Nach längerer Testphase konnte GamingXP das Gütesiegel „Amstettenfrei“ verleihen. Wir spielten das Spiel dafür extra mehrere Male durch und suchten nach möglichen Anzeichen für Anlehnungen am Kriminalfall. Wir konnten nichts entdecken bis auf ein paar Verrückte, die versuchen aus einer Irrenanstalt auszubrechen. Mit mehr oder weniger verrückten Mitteln. Oder würden Sie sich die Zehennägel abbeißen, um damit Schrauben zu lösen? Generell ist die Story so verrückt wie Edna selbst, nur das Ende enttäuscht ein wenig.
Gameplay
„Edna bricht aus“ ist ein klassisches Adventure. Also Gegenstände sammeln, kombinieren und anwenden, um damit Rätsel lösen. Viel mehr kann man aber von einem Adventure wohl nicht verlangen. Im Laufe des Spiels kommen dann noch ein paar Fähigkeiten hinzu, mit denen Sie weiterkommen. Die Rätsel sind recht einfach gestaltet, dennoch gibt es zwei, an denen man ein wenig lange knobeln muss. Im Vorhinein wird hier aber nichts verraten, ich will Ihnen ja nicht den Spaß an der Sache verderben.
Steuerung
Mithilfe der Maus gehen Sie mit Edna durch die Gegend, kombinieren Gegenstände miteinander oder lassen den Stoffhasen Harvey seine Meinung dazu abgeben. Point and Click-Adventure eben, wie gesagt. Ein System, das unumstößlich ist und altbewährt. Ich denke jeder von Ihnen weiß, was ich damit meine.
Grafik und Sound
„Edna bricht aus“ ist komplett gezeichnet und das ist gut so. Manche Dinge kommen eben nur im Comicstil lustig rüber. Bei der Synchro merkt man allerdings, dass keine professionellen Sprecher engagiert wurden. Da hätte man noch mehr rausholen können. Trotzdem sind die Dialoge so skurril, dass Ihnen sicher der eine oder andere Grinsen auskommt.

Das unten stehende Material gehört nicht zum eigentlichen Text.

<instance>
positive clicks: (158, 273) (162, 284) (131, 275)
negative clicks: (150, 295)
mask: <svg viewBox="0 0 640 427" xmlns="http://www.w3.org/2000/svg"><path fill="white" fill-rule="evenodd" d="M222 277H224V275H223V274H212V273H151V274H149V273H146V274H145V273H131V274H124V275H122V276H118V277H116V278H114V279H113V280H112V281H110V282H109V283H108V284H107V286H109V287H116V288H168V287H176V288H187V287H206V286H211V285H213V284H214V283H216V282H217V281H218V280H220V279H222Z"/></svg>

„Edna bricht aus“ ist ein lustiges Spiel für zwei, drei Tage. Je nachdem wie gut man ist. Es kommt viel vom Witz der ganzen Geschichte rüber, endet aber mit wenig Heiterkeit und Charme. Grundsätzlich hat mich das Spiel begeistert und ich lege es jedem ans Herz, der wieder einmal ein gutes Adventure spielen möchte.